Additional information in cloudnet plots/figures

actris-cloudnet / cloudnetpy

Python package for Cloudnet data processing

MIT License

36 stars 27 forks source link

Additional information in cloudnet plots/figures #88

Closed spirrobe closed 1 year ago

spirrobe commented 1 year ago

Hi, it's me, again. :-)

Due to the creation of many cloudnet plots for side-by-side comparison with different radars, I started adding some extra information:

a copyright notice in the bottom left with the time of creation of the figure
A small info box from which device(s) the data in the plot are taken by looking at the source attribute in the netCDFs and when none is available to assume it's from all of them, i.e. the global source attribute. I would love to have the serial number of the device in there too, but it is not readily available from for example the RPG FMCWs and would require more changes

A caveat is the rather arbitrary hardcoded positioning that is a result of the change tight_layout implements on matplotlib figures and any better approach would be appreciated. Would you be interested in a PR adding this functionality? Both would be off by default in cloudnetpy/plotting/plotting.py to not change the current functionality.

Some example plots are attached for illustration 20230228_lwp 20230228_target_classification_detection_status 20230228_Z_lwp_beta

20230228_beta

siiptuo commented 1 year ago

Hi, it's me, again. :-)

Ideas and feedback are always welcome!

I would love to have the serial number of the device in there too, but it is not readily available from for example the RPG FMCWs and would require more changes

CloudnetPy tries to write serial_number global attribute where possible. This should be available in CL61, CHM15k and PollyXT.

In Cloudnet data portal we identify instruments with instrument PIDs such as https://hdl.handle.net/21.12132/3.90b1e5245b11487d. This is handled outside of CloudnetPy but instrument_pid global attribute can be found in files downloaded from the data portal.

Would you be interested in a PR adding this functionality? Both would be off by default in cloudnetpy/plotting/plotting.py to not change the current functionality.

Yes, these sound like useful additions! I agree these changes should be off by default as we're using the plotting routines in production.

spirrobe commented 1 year ago

Great, I'll start the PR tomorrow. I see the serial_number in the chm15k cloudnet file that we create but this does not get passed on to cat/class cloudnet files and as such gets "lost" along the way. I think it would be great to be able to add this via meta dict for those devices where the raw file does not have this info (or potentially to overwrite it) and then have this either

added to the source attr of the relevant timeseries of the cat/class file, e.g. chm1k SN to beta, mwr SN to lwp in the form " (SN: XXXX)" This would tie in nicely with this extension of plotting and add that information automatically without further plotting related PR
added as seperate attr which would keep type of device and SN seperate and more atomic, but would mean that I would add this again to the plotting when the SN is implemented. (my pref despite more work)
Other preference?

Would you approve of this in general, and which path would you prefer?

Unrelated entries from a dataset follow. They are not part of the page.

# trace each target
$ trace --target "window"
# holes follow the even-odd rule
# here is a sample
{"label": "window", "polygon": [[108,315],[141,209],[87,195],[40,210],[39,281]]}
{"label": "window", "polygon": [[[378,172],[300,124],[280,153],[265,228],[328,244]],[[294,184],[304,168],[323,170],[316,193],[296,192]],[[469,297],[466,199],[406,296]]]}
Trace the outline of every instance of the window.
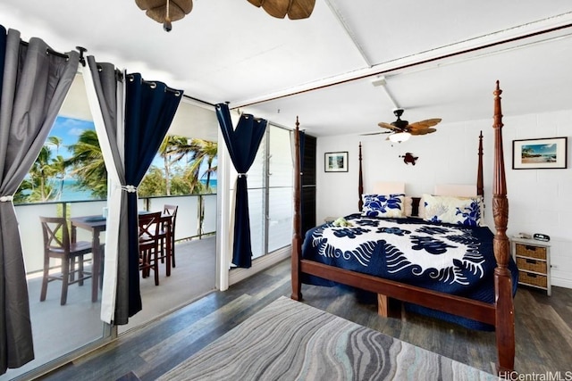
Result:
{"label": "window", "polygon": [[[248,173],[253,259],[290,244],[292,167],[290,132],[269,124]],[[236,176],[232,168],[231,178],[236,178]],[[231,197],[234,197],[233,193]]]}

siiptuo commented 1 year ago

Yes, passing the instrument serial numbers in the metadata would be useful.

added as seperate attr which would keep type of device and SN seperate and more atomic, but would mean that I would add this again to the plotting when the SN is implemented. (my pref despite more work)

I think this would be the best way. It's a good idea to keep this machine readable. Storing this is NetCDF-4 Classic is a bit awkward but something like this could work:

:source = "RPG-Radiometer Physics RPG-FMCW-94\n",
    "Lufft CHM15k\n",
    "RPG-Radiometer Physics HATPRO\n",
    "ECMWF Integrated Forecast System (IFS)" ;
:source_serial_numbers = "123123\n",
    "129391293\n",
    "\n",
    "" ;

spirrobe commented 1 year ago

Follow-up to be consistent before PR with naming and for the planned possibility to pass in SN via the meta-dict:

Do you want source_serial_number**s** or source_serial_number? Especially looking at the cat files, they contain a source attr (usually one device) for many variables, most other files do only keep global ones. So far I based the adjustment to plots as follows:

if available, take the source attr of the variable, then the source_serial_number and if the source_serial_number is not available do not look up the global one.
if not, take the global source attr, then look at the global source_serial_numbers

Personally, I think source_serial_number is better for the single variable and source_serial_numbers for the global one, but one name would be simpler for others I presume.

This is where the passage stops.